I 'd take the glock 26 over the mp any day.I have looked at the mp and it 
was one of the pistols I was looking at when I purchased my glock.I still like 
SW99 line better than the mp line.


----------



## PenguinRunway (Apr 3, 2007)

I hate it when I ask people a question "A or B..." and they answer "C!!!" ... 

I'd get a P99

Between those two... I'd say I'd get an MP

I hate glocks, don't know why. I just dislike them. I have a poor opinion, don't know why I'm even posting haha. ... lonely I guess *sniff sniff*


----------



## 9x19 (Sep 19, 2006)

For me, it just doesn't get better than the Glock 26.


----------



## Mdnitedrftr (Aug 10, 2006)

Guess which one Im gonna tell you to go with... :mrgreen: 

In all seriousness though, I bought the M&Pc cause I liked the looks of it, I like the fact that it had an ambi mag release and slide lock, also because it just "fit" my hand, and thats probably the most important thing. I bought it without shooting it, and I do not regret it at all. Im more than happy with the gun, and out of the 3 guns I own, I carry the M&Pc the most. 

Ive shot the G26 before and didnt really care for it too much. Im sure its a good gun, just not for me.


----------



## Maximo (May 26, 2006)

Here is a shocker for you. I would go with the M&P9c. Reasons, compact, accessory rail, 12+1, black coated stainless steel, ambidextrous slide catch, quick change mag release, interchangeable back straps, light weight, accurate, visual loaded chamber indicator, and all this backed up by a lifetime warranty. Some will say there aren't a lot of accessories for it yet, but that is quickly changing, and it does not have a long track record yet infancies on Yet.


----------



## Glockamania® (Dec 21, 2006)

Try them both to see what fits and shoots right.

Personally, I'd go for either the Glock 26/27.


----------



## The Lone Haranguer (Jan 26, 2007)

I had a Glock 27 and didn't care for the way it felt or shot. I have a M&P 9C and like it much better.
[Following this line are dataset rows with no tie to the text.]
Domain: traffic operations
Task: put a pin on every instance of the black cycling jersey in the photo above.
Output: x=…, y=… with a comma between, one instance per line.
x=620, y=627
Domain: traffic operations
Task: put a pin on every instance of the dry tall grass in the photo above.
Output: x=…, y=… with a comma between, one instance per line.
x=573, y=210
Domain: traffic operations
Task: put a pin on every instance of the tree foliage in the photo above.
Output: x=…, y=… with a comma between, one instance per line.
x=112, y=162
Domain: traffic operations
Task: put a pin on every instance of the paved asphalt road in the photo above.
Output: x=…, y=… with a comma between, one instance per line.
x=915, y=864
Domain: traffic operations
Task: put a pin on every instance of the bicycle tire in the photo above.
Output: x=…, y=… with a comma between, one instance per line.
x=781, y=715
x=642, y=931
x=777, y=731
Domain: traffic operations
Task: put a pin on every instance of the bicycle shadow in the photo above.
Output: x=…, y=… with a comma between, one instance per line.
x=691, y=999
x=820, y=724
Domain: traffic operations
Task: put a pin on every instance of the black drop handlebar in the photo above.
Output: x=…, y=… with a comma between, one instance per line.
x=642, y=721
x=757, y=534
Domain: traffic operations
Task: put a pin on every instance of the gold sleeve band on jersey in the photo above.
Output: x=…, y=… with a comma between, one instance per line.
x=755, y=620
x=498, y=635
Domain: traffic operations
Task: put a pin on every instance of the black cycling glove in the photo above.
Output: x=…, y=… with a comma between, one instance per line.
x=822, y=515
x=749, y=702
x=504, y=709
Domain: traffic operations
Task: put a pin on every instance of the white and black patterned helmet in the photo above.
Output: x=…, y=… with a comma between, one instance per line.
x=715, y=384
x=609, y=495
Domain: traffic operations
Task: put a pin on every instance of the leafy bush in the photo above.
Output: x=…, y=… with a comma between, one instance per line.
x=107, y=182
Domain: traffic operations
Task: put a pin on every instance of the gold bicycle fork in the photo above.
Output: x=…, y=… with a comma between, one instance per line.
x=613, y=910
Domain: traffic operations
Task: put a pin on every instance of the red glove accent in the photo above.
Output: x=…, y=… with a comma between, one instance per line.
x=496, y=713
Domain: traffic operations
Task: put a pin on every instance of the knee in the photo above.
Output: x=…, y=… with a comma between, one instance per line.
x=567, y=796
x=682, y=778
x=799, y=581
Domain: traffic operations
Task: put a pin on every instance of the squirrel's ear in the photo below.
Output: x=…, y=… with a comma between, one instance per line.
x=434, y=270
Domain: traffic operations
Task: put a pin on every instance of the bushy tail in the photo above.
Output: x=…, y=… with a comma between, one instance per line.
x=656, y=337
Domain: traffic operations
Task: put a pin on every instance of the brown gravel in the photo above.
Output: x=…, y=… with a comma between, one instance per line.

It is a little larger than the mini-Glock but still very compact, certainly smaller than your present gun.


----------



## monsterdawg725 (Nov 16, 2006)

of the choises you give id take the g26 anyday as that is what ive been carrying up till this week when i got my xdsc but the 26 is still easier to conceal with just a tshirt on over shorts for me because the grip is shorter on the 26 even with a pearce grip extinsion on the mag.


----------